Николай Зорин - Сестра моя – смерть
– Да я что? Я захочу. Я всегда готов, – залепетал Аристов. – Вы спрашивайте, что вас интересует. Водочки не хотите?
– Не хочу! И тебе пока пить не советую. Ты мне нужен трезвым и умным.
– Да, да, конечно. Я ведь так, только чуть-чуть выпил с утра, с горя и со страху. Как Женька уехала, понял: кранты. И ей, и мне крышка. Это она, дура, думала, что Озерская ей поможет, а я знал: не вернется Женька, шлепнут ее в городе.

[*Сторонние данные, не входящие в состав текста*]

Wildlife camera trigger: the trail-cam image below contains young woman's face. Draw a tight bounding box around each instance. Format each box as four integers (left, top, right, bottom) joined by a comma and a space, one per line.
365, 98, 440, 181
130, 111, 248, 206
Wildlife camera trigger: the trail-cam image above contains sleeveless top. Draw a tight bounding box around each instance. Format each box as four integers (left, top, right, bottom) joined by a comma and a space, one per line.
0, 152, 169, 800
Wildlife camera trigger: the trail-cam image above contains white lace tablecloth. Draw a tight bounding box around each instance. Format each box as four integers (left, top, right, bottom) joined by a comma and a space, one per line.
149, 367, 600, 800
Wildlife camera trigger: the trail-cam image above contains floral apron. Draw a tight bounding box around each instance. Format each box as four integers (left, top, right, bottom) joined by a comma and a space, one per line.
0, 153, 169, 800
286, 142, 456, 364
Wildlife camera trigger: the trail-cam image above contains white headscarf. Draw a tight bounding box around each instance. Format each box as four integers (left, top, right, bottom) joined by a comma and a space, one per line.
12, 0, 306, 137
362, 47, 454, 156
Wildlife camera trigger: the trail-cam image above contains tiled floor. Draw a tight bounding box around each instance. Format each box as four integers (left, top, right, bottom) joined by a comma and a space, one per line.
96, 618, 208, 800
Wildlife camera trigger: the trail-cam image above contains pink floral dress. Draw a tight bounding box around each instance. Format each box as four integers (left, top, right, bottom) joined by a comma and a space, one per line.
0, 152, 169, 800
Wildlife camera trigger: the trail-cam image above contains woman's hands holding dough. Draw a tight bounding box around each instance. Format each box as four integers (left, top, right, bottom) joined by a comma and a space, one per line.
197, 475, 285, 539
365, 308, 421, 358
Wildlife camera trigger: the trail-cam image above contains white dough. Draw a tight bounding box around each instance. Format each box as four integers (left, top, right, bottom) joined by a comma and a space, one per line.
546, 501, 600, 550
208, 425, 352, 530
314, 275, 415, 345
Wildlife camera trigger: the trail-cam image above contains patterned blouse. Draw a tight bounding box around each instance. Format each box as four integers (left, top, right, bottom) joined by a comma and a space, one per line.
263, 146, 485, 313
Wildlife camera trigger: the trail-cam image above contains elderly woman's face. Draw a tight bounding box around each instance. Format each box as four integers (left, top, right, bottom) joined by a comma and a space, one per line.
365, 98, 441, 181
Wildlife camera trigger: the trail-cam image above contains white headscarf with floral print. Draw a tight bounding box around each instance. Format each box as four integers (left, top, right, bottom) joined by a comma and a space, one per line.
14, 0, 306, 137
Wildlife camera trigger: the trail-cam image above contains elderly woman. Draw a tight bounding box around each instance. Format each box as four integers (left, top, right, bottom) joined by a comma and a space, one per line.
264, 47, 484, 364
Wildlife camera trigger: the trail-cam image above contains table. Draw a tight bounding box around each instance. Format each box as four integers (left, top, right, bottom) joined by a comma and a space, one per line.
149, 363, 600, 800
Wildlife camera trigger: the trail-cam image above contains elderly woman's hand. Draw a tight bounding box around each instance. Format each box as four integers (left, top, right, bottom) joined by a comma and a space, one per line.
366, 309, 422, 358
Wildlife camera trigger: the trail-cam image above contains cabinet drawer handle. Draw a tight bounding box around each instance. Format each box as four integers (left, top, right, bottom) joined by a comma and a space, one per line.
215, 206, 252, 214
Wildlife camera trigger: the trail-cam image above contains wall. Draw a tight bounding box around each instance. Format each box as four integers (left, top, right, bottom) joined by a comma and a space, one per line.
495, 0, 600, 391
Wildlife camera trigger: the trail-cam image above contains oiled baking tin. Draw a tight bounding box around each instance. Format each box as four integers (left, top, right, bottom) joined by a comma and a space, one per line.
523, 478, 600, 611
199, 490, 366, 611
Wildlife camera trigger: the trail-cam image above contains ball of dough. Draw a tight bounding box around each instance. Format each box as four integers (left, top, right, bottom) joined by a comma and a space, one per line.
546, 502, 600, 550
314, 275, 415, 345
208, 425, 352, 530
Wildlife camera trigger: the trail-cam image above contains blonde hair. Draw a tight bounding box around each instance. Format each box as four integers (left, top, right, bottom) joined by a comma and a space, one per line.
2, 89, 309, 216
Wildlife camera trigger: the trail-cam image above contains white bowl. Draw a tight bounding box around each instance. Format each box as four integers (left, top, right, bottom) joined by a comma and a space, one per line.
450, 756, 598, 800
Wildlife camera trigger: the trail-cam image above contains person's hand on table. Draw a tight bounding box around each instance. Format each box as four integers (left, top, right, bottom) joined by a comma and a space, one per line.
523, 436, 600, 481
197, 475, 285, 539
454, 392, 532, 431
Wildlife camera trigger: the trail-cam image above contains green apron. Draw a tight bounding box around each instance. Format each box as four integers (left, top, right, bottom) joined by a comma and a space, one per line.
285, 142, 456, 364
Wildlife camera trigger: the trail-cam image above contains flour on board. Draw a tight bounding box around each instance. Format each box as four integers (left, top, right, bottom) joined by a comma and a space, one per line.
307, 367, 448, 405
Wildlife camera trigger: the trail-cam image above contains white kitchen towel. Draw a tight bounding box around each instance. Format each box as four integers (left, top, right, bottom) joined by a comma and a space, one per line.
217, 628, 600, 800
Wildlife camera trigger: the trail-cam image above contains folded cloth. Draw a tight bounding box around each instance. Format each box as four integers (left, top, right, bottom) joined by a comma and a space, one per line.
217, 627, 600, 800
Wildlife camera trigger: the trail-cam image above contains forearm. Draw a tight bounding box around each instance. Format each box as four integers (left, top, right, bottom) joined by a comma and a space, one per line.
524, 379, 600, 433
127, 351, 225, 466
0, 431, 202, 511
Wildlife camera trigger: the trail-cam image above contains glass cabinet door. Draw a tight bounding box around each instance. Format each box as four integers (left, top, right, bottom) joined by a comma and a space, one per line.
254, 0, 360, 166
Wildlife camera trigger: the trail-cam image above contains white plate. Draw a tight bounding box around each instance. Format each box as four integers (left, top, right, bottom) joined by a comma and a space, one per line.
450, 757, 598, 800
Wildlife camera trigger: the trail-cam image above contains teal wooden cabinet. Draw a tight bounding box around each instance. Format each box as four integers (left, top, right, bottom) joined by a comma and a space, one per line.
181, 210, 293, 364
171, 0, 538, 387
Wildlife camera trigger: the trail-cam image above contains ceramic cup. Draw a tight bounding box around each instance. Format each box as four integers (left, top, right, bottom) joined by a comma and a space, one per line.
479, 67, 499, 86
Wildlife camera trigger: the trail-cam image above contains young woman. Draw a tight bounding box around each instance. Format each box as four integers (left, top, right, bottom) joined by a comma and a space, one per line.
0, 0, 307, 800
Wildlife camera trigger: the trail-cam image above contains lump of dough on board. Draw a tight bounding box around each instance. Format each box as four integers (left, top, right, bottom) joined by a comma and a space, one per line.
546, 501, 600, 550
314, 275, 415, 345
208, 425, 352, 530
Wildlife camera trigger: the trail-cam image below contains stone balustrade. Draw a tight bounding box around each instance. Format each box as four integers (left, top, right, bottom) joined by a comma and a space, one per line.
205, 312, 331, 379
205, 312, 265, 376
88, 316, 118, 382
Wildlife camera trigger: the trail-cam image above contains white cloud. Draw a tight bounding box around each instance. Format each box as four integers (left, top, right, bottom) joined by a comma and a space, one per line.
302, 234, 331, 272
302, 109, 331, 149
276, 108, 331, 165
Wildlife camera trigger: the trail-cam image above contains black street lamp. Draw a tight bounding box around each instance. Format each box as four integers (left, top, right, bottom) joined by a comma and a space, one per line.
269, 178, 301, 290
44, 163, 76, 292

Вот и шлепнули.
– Кто и за что ее убил?
– За болтливый язык поплатилась, за жадность. А кто убил – те или эти, не знаю. Это вы лучше у Пельмана спросите, он, змей, ее продал, зуб даю, что он.
– Кто такой Пельман?
– Главврач бывший этого их хренового роддома. При нем все начиналось. Только он да Женька моя в городе и остались, остальные поразъехались кто куда. Он на Женю стукнул, больше некому. Иностранцу с той, другой стороной не выгодно было делиться информацией, значит, он, старый хрыч, поделился. Да Женя и сама говорила, что он. Это уже после письма было. Видно, письмо еще большую кашу заварило. Но про письмо она только мне рассказала, тому, с той стороны, которая не с иностранцем, ни полсловечка про письмо. Все рассказала и все документы отдала, а про письмо умолчала. Очень потом она на Озерскую надеялась, думала, если в ноги к ней бросится и прощения попросит, та ей поможет выпутаться. Ну дура баба, что с нее взять? А я сразу понял, когда тот, второй хрен-то приехал, чем все кончится. Бежать нам надо было и ни на какую Озерскую не надеяться. А Женька моя заладила: я мать ее и бабушку знала, хорошие люди, и Алена не должна отказать. А что там мать и бабушка! Ведь не мать и не бабушка они ей, не родные. Втолковываю ей, а она и слушать не хочет, уперлась – и все.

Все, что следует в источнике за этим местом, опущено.